2º Se os direitos são alienáveis, por que não o seriam também os correlativos deveres de outros respeitarem esses direitos ?
3º O mero facto da expressão duma vontade ou de “autonomia” (dar-se a si mesmo uma norma de acção) não gera por si só uma pretensão legítima a alguma coisa que é devida à pessoa (direito), e que outros tivessem a obrigação (dever) de respeitar e assegurar.
4º Admitindo que, em sede de decisão jurídica, por questão de proporcionalidade, o direito à liberdade se sobreporia em algum caso ao direito à vida, tal direito de um indivíduo teria sempre de ser limitado pelo respeito do direito de outros
não quererem coooperar de qualquer modo contra a vida de quem quer pôr termo à sua. (E se todos os outros não quisessem e o indivíduo o não pudesse, de facto, fazer por si...)
5º Qualquer indivíduo fisicamente válido sempre pode, de facto, fazer isso que quer. Se não pode legitimamente invocar um Direito Humano –
moral – para o fazer, nem por isso lhe falta a cobertura de um direito
legal já disponível em alguns países que presumem de “civilizados”, e que está em expansão mais ou menos rápida. (Se não está fisicamente válido, valem as considerações dos parágrafos precedentes.)

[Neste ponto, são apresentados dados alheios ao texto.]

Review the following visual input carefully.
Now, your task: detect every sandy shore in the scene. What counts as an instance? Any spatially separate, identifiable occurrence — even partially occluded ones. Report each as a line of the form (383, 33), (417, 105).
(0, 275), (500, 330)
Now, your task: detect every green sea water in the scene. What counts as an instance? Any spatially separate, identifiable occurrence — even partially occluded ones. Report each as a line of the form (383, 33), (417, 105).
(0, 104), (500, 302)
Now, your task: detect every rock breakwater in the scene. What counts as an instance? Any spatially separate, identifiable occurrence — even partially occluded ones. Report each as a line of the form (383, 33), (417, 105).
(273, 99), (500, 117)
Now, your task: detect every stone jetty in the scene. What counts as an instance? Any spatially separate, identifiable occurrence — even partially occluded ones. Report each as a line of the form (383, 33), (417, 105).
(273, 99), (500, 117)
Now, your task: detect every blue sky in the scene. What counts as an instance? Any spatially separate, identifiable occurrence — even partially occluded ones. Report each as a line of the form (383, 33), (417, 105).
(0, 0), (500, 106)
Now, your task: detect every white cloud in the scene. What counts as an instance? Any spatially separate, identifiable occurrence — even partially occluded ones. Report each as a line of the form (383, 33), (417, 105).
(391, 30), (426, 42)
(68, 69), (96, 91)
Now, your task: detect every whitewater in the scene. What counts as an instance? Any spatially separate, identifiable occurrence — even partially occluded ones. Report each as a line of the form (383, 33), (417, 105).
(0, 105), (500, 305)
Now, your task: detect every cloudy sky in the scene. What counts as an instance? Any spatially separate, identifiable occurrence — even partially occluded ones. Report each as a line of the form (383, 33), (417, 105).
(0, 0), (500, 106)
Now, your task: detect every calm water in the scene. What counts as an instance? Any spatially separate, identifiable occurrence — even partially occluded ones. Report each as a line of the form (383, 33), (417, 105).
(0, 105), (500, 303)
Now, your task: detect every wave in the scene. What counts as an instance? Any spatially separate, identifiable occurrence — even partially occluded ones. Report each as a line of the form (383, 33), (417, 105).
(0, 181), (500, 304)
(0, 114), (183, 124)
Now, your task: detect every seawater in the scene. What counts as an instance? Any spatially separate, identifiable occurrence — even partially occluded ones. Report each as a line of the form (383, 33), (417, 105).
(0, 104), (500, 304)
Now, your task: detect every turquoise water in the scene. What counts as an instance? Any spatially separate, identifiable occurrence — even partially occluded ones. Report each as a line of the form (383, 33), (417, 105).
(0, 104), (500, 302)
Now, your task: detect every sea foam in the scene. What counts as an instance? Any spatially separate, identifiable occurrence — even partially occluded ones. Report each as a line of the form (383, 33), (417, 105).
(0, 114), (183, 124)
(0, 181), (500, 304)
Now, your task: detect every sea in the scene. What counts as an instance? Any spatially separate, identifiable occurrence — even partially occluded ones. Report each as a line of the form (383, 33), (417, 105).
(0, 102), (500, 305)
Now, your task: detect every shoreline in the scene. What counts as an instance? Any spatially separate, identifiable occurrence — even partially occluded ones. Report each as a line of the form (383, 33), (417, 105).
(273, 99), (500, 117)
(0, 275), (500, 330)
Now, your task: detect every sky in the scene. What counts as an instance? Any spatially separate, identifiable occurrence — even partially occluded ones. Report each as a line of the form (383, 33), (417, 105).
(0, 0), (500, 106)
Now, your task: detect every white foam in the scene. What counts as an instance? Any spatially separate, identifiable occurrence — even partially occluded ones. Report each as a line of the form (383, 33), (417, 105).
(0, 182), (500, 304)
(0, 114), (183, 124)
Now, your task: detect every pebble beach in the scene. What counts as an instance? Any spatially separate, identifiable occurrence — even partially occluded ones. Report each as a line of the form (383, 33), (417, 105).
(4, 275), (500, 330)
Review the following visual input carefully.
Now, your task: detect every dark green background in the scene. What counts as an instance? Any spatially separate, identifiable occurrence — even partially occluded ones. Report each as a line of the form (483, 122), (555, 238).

É muito de reparar que se os indivíduos não são capazes (a tal questão da “educação”) de não fazer
de facto aquilo que de direito (moral) não deveriam nunca querer fazer, isso gera um estado de coisas que é (de facto) indiscernível de um em que já não valessem Direitos Humanos iguais e universais (cada um procuria impôr a sua vontade, sob capa de “autonomia”). Por outras palavras: um estado de coisas em que os indivíduos teriam, de facto,
já renunciado ao respeito a esses Direitos. A cobertura legal que um paradigma de Direito (jurídico) - alienado da “Lei Natural” e indiferente a valores (Justiça), que é o paradigma positivista dos factos consumados ou a consumar por mero arbítrio dos indivíduos ou conjunturais “maiorias de opinião” – pudesse dar a um tal estado de coisas, apenas reforçaria as aparências de legitimidade, meramente legal, não moral. É o estado em que estamos.
Ao resto da pergunta, que invoca uma “Lei Natural”, e ao exposto no restante deste postal, respondo que, para vermos melhor o assunto, é preciso separar águas. – Que Lei de que Natureza?... Que Deus da Natureza?... Qual amor recíproco?...
O bebedor deste Tonel, que não gosta de misturas e águas turvas, tenha a paciência de esperar alguns dias, que eu lhe
servirei aqui à prova uma amostra clarificada.